Jewish World Review Oct. 30, 2006 / 8 Mar-Cheshvan 5766

Our cheating hearts

By Mort Zuckerman

Mort Zuckerman

http://www.JewishWorldReview.com | The possibility that the Detroit Tigers' Kenny Rogers slapped pine tar on his pitching hand to put a little more mustard on his breaking balls in the World Series shows once again how cheating scandals have become an epidemic in America. Just open Pandora's box:


Business: About 60 major corporations have had to restate their earnings after overstating them to juice their stock value-companies whose total value equaled $3 trillion. Along with that, we have illegally backdated stock options at company after company. Then there are the investment banks, guilty of conflicts of interest, that have been forced to give back profits and pay penalties of over a billion dollars. And these numbers don't even account for the actions of the kings of corporate sleaze at places like WorldCom and Enron, where hundreds of millions in market value vanished in a trice. Dennis Kozlowski of Tyco, the poster boy of corporate greed, has just begun a 25-year prison term for fraud, his style epitomized by combining farce and fraud: $6,000 spent on a shower curtain, which, incidentally, was purchased for his maid's bathroom.


Sports: We've gotten used to the wiles of football coaches in recruiting and the fudging of rules about academic standards for players. But now we have a rash of athletes alleged to be using performance-enhancing drugs, including Tour de France winner Floyd Landis, three-time Olympic medalist Justin Gatlin, and, of course, baseball's Barry Bonds and Mark McGwire. The list goes on and on. Danny Almonte, the Bronx boy who pitched a perfect game during a run-up to the Little League World Series in 2001, actually turned out to be two years older than he said, which would have made him ineligible for Little League ball.


Education: Students with disabilities can receive extra time on their SAT tests without having to be identified to college admission offices as disabled, a defensible practice now distorted by cheating. Some 2.5 million students are recognized as having learning disabilities, and 30,000 more are added to the list each year-a disproportionately large number of whom are from wealthy families who help their kids secure medical diagnoses of disability to get them more time on the SATs and give them an extra edge in their efforts to gain admission to universities. In a major study of both college and high school students by Duke University's Center for Academic Integrity, more than 70 percent of the students surveyed admitted to having cheated at least once on exams in the previous year. Why? If students see others cheating or teachers fail to see it or report it, is it any wonder so many conclude that cheating is essential to remaining competitive? Technological advances have made cheating easier than ever. Photo messaging, for instance, lets students contact friends outside the classroom with copies of exams.


Taxes: Many Americans believe, correctly, that they can get away with tax evasion, especially as investigations and prosecutions by the IRS have fallen off so dramatically. Some 2 million Americans are estimated to have illegal offshore bank accounts. The wealthier you are, the less the IRS goes after you because the wealthy can engage high-priced lawyers and accountants. Remember Leona Helmsley's famous comment, "We don't pay taxes; only the little people pay taxes"? Tax cheats like her cost the treasury as much as $500 billion a year.


Meanwhile, millions of Americans routinely engage in insurance fraud, cable-TV theft, and software piracy. What's so amazing is that many of these same people see themselves as decent, law-abiding citizens. What does it all mean for our society? David Callahan's book The Cheating Culture argues that Americans are not only cheating more, they're feeling less guilty about it. They think there is more to gain by cheating than to lose. Inflamed by envy-remember the success of the Lifestyles of the Rich and Famous?-they seek to keep up not with the Joneses but with those who are much better off than the Joneses. The amount of money Americans feel necessary to fulfill their dreams has nearly doubled over the past nine years, from $50,000 a year to over $90,000.
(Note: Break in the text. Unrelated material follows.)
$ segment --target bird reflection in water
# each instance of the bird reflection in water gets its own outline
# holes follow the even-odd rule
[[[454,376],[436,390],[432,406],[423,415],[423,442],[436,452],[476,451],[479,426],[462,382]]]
Money, quite simply, has become more important to many people than reputation and personal integrity. The worship of success has long pervaded American culture, but this is something else again. Of course, millions of Americans work hard and play by the rules, but too many others cheat and cut corners. Why? Money. Take performance-enhancing drugs. Obviously, there's a clear connection between performance and paychecks.


This calls to mind the difference between shame cultures, where it's bad to get caught cheating, because of public obloquy, and guilt cultures, which rely on an inner voice telling individuals not to do wrong. America has long been a guilt culture. Are we really shifting toward a shame culture today?